I recently finished reading The Non-Designer's Design Book on my kindle, a book that has been on my reading list for a while, but that I just got around to purchasing and reading about 3 weeks ago. The title couldn't be more accurate, as the book describes in layman's terms the bare minimum you need to know to recognize and apply good design.

It starts by covering what the author calls the 4 principles of design; alignment, proximity, contrast, and repetition. Each principle is described clearly using example and counter-example, making it clear to someone who has never taken a design class (me) what they are and how to apply them. Later in the book, Williams references these principles frequently as he discusses topics that must be considered as part of any design such as color and typography. Overall, it's a great book that I thoroughly enjoyed and have found almost immediately useful. I would highly recommend it to anyone who has to design things from time to time (web pages, flyers, newspaper ads, etc.) but is not a professional designer by trade.

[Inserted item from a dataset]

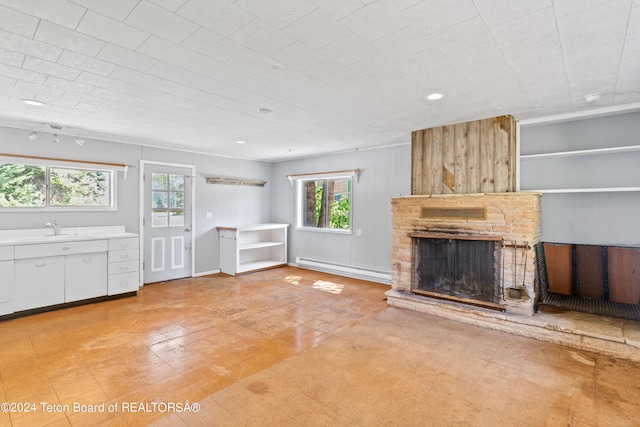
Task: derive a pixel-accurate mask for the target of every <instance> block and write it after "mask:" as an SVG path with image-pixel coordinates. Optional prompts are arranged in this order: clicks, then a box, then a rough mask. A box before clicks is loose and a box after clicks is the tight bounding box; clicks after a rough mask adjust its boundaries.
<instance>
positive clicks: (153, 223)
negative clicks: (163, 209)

The one downside to the kindle edition of the book I purchased is that it frequently calls for you to use tracing paper along with images in the book to try your hand at the techniques being taught. This is obviously not ideal on an eReader, for various reasons. I'm not sure how much value I lost by not completing these examples, and I'm not going to go out and buy the paperback this weekend or anything. But that's at least something to consider before purchasing, that it may be worth springing for the dead tree edition for this one.